The 2018 World Cup in Russia is underway, and this year, the on-field refs will have some help to offset human error with the goal of preventing bad calls.
In March, the FIFA Council approved the use of Video Assistant Referees. This team of 13 refs will be based in control rooms in the soccer stadiums and will monitor 33 video feeds, some of which operate in super-slow motion. The VAR will help make decisions on difficult calls in “match-changing” situations. These are incidents that have the potential to change the outcome of the game, depending on the ref’s call.
Tim Ouillette, an assistant teaching professor at Northeastern, said that part of the reason FIFA is implementing VAR technology in the World Cup this year is to bolster fans’ faith in the referee system. This is important, given the mishaps that occurred at the 2014 World Cup, which included missed penalty calls and offside confusion that cost Colombia a goal.
“FIFA is trying to legitimize themselves, reclaim the ethos of credibility, and make the right call,” said Ouillette, who is a filmmaker and videography expert.
This isn’t the first time video technology has sought to change the game for sporting events. Raymond Fu, an engineering professor at Northeastern, noted that even more advanced video systems are already used in other sports.
For example, machine learning algorithms and video processing are used in tennis to measure the speed of a serve, said Fu, who holds joint appointments in the College of Engineering and the College of Computer and Information Science.
The algorithm is able to recognize what’s happening in the game and learn about players based on the speed with which they hit the ball and where it is placed on the court.
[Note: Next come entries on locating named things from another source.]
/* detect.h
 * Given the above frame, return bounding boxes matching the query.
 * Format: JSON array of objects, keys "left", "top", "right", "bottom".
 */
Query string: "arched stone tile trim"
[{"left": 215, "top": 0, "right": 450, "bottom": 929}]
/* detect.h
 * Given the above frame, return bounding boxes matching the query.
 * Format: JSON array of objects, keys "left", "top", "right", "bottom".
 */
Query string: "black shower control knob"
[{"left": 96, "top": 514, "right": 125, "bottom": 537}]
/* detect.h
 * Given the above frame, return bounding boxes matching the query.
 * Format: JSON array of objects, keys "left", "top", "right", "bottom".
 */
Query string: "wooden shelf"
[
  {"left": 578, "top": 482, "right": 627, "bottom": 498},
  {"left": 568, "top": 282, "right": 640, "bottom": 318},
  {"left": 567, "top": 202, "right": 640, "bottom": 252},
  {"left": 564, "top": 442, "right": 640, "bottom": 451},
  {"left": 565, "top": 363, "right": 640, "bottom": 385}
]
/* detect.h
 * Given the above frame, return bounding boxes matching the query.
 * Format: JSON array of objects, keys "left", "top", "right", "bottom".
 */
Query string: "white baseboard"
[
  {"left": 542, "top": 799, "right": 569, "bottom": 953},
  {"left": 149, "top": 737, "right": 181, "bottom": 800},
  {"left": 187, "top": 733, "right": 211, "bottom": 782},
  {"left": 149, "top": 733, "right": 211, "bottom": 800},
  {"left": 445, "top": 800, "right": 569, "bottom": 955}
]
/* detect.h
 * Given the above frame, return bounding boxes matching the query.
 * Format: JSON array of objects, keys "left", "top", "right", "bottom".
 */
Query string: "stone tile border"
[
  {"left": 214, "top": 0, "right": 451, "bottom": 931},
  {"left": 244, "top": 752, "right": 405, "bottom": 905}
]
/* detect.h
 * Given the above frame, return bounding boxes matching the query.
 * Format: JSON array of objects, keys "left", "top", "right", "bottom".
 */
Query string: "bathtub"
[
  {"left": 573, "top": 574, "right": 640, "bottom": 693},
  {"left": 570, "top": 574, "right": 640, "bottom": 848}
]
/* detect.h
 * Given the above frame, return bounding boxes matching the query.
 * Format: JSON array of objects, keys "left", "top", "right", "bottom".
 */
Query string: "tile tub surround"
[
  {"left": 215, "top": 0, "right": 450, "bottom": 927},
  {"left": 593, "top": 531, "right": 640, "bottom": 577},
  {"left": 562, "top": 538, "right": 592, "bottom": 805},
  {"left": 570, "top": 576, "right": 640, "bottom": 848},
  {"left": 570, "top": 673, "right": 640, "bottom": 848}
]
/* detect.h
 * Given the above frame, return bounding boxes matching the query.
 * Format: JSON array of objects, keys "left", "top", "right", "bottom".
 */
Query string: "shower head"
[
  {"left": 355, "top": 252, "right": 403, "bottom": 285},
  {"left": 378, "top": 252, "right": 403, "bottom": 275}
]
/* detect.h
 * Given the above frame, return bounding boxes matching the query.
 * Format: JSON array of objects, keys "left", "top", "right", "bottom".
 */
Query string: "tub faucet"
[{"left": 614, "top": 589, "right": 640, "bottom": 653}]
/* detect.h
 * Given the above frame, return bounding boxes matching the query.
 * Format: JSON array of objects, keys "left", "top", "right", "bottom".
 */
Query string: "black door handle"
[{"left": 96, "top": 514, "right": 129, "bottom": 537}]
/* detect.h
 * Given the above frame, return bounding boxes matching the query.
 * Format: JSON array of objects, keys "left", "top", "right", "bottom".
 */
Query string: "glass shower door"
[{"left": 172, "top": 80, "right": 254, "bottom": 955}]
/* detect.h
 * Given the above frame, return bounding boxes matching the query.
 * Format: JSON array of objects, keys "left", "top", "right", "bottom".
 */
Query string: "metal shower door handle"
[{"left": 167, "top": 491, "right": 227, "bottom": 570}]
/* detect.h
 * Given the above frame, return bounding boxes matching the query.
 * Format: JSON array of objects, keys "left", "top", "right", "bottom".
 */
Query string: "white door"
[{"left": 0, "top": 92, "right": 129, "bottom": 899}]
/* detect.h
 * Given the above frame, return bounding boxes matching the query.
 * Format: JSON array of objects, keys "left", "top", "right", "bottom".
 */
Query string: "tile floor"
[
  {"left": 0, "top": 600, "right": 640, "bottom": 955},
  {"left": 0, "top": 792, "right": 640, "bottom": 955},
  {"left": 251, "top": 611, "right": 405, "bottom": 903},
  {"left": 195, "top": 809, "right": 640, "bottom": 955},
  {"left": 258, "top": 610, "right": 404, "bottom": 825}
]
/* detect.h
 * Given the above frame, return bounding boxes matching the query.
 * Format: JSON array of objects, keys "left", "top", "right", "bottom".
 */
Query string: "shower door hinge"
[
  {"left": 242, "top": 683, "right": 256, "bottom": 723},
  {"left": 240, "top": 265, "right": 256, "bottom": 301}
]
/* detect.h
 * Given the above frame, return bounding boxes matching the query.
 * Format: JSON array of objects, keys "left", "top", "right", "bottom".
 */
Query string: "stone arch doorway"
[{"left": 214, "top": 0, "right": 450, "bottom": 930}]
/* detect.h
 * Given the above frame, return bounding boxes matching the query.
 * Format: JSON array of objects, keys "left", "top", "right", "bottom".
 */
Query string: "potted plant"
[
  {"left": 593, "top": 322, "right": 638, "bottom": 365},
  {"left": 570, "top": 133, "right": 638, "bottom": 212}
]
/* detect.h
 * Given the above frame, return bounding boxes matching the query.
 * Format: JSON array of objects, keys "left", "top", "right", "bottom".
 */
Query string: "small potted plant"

Referees can use the video as a reference system, reviewing plays from multiple angles. For players, algorithms offer predictions and strategies based on the system’s analysis of the tennis ball’s speed and accuracy.
Could this type of artificial intelligence be used by refs to analyze soccer plays? Not yet. According to Fu, it would take much more computational power to apply the same machine learning technology to games in real-time.
“I don’t imagine even the most advanced technology could achieve performance results that recognize events and human activities in real-time,” Fu said.
Soccer is an inherently fast-paced sport with many moving pieces, Fu said, which is why making accurate calls can be such a challenge.
“You’re talking about a group of humans playing together, not just one person—and they may have very different juxtaposed speeds,” said Fu. “Even following the ball is tricky because it could be anywhere on the field.”